By organizing the book this way, we aim to support a wide range of readers—from those seeking clarity on core modeling logic to researchers implementing frontier methods. Throughout, examples, simulations, and applied illustrations reinforce each concept and provide a clear path from theory to practice.

Who Can Use This Book?

This book is designed for a wide range of readers who work with data to answer empirical questions—particularly in the fields of economics, public health, policy, and the social sciences. It is accessible to learners with a basic background in statistics or econometrics and is intended to support both classroom instruction and self-guided learning.

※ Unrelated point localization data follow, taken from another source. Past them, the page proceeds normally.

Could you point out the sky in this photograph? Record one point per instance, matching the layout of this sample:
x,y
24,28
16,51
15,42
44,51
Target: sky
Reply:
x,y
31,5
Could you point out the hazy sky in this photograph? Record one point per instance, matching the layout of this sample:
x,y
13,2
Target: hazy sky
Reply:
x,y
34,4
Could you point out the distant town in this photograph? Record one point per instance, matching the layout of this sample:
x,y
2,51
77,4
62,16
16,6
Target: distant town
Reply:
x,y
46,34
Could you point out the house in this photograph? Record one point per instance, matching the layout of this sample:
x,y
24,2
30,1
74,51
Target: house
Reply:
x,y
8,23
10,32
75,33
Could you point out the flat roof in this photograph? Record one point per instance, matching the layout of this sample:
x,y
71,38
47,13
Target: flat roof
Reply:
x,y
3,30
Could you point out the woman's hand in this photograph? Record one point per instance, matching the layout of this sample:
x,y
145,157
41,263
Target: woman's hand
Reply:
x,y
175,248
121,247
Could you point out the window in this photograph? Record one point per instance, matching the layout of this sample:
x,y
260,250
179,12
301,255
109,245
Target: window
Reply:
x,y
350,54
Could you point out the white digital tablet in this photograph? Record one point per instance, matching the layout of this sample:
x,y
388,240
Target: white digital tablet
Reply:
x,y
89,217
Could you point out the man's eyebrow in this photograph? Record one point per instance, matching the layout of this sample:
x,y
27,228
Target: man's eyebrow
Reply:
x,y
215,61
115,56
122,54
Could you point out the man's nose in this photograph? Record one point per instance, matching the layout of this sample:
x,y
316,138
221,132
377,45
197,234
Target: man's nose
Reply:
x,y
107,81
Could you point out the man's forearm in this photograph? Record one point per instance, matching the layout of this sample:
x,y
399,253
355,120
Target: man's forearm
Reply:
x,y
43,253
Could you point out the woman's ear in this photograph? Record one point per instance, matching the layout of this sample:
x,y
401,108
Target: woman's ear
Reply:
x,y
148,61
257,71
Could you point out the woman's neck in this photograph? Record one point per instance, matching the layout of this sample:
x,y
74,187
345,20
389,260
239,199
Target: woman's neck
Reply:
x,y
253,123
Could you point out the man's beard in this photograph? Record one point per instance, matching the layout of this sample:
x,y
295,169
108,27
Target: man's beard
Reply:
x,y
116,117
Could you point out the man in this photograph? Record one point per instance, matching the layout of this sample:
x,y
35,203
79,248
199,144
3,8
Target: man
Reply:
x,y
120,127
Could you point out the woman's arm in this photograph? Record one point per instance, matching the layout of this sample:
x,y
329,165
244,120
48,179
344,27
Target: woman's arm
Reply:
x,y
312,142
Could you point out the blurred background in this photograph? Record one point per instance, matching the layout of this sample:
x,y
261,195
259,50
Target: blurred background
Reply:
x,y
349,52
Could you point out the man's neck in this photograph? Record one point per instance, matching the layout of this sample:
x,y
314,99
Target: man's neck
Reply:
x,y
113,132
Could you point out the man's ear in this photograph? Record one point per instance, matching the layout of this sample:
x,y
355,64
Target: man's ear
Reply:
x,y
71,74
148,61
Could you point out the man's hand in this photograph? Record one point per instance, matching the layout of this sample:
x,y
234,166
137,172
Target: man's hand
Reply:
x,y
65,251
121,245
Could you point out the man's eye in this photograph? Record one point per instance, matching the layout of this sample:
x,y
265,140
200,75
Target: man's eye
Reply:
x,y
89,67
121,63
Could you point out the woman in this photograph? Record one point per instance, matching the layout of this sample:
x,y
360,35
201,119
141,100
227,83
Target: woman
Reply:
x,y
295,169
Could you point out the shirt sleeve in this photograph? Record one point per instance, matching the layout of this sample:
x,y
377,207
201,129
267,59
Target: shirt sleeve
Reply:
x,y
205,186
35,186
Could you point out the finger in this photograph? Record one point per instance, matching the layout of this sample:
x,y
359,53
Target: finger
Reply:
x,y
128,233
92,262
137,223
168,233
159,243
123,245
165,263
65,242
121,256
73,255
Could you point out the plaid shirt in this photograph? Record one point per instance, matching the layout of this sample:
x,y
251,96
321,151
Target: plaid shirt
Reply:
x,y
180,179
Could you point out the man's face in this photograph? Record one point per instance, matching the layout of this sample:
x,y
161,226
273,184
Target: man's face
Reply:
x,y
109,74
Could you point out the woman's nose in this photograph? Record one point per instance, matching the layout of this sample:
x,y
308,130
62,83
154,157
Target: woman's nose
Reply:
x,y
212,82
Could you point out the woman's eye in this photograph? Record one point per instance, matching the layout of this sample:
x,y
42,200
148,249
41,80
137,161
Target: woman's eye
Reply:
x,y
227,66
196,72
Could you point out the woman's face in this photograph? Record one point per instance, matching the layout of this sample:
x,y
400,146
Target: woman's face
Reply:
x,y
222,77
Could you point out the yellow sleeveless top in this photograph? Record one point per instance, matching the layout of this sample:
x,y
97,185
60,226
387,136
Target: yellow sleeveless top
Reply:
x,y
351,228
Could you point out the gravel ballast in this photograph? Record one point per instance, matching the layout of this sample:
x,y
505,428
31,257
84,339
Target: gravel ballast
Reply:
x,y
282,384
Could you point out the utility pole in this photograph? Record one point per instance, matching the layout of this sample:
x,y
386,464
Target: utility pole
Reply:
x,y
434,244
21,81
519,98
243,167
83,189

  • Undergraduate and Master’s students in economics, data science, public policy, or health disciplines will benefit from the step-by-step development of modeling concepts, supported by simulation and intuitive explanations.

  • Ph.D. students and early-career researchers can use this book to bridge the gap between traditional econometrics and modern machine learning techniques, especially for empirical work focused on prediction, estimation, or causal inference.

  • Instructors and course designers can use the modular structure to build full-semester courses or topical modules—spanning estimation theory, machine learning, and causal inference with modern computational tools.

  • Industry Professionals and Government Analysts who apply data-driven decision-making in fields such as finance, healthcare, or policy evaluation will find practical insights for applying machine learning to solve real-world problems..

  • Readers with coding experience in R or Python will find the simulations, examples, and implementations easy to follow, though prior programming is not strictly required to understand the concepts.

Whether you are building predictive models, estimating treatment effects, or exploring new forms of data like text or time series, this book provides a comprehensive and flexible resource to support rigorous, transparent, and effective empirical research.

Acknowledgments

We would like to extend our heartfelt gratitude to our loved ones for their constant support during the creation of this book. Their unwavering belief in our abilities and vision has been invaluable, and we could not have reached this milestone without them.

Yigit is deeply grateful for the sacrifices Isik has made and for her steadfast encouragement throughout the pursuit of this dream. He is also thankful for the opportunity to share his passion for learning with his son, Ege.

Mutlu would like to express his profound thanks to his wife, Mevlude, whose love, patience, and understanding have been a constant source of strength and inspiration. He also extends his gratitude to his sons, Eren and Kaan, whose laughter, curiosity, and boundless energy have fueled his determination to work harder and build a lasting legacy.

We’re grateful to the colleagues and friends who read early drafts and offered thoughtful comments on specific chapters—your insights helped sharpen our arguments and improve the clarity of our writing. We also thank those who generously shared code, datasets, and lecture notes online; your openness made our work easier and this book possible.

Yigit Aydede
Mutlu Yuksel